George Washington (The First Pesident of The United States)
“He was indeed, in every since of the words, a wise, a good and great man ... it may truly be said, that never did nature and fortune combine more perfectly …” Thus did Thomas Jefferson describe his friend George Washington. One of the most modest and unassuming of men, Washington was nevertheless an imposing figure at the ceremony when he assumed command of the Continental Army. He had previously stated, “I do not think myself equal to the command I am honored with,” and when asked to accept the presidency, he wrote that “the acceptance would be attended with more diffidence and reluctance than I ever experienced before …”
Yet in spite of his self-doubt, he inspired an almost unbelievable degree of trust and confidence - enough, for example, to keep a raged underfed army in the field for eight long years to accomplish the victory that would establish a great nation. When divisive argument constantly disrupted the Constitutional Convention of 1787, the very presence of this man helped to hold the meeting together, and people came to link his name directly to the new Constitution.

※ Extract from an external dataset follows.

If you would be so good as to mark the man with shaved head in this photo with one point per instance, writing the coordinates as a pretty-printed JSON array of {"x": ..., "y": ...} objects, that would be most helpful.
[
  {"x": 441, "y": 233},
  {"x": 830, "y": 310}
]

It was almost taken for granted that he would be elected the first president of the United States, and few were surprised when he was chosen unanimously by the first Electoral College. Washington’s first inauguration took place at Federal Hall in New York City on April 30, 1789. “I walk on untrodden ground,” he said as he began his new duties. “There is scarcely any part of my conduct that may not hereafter be drawn into precedent,” Near the end of his term, he began to plan for retirement, but was persuaded to accept reelection. Finally he retired to his beloved Mount Vernon where, as the most honored American, he died on December 14, 1799.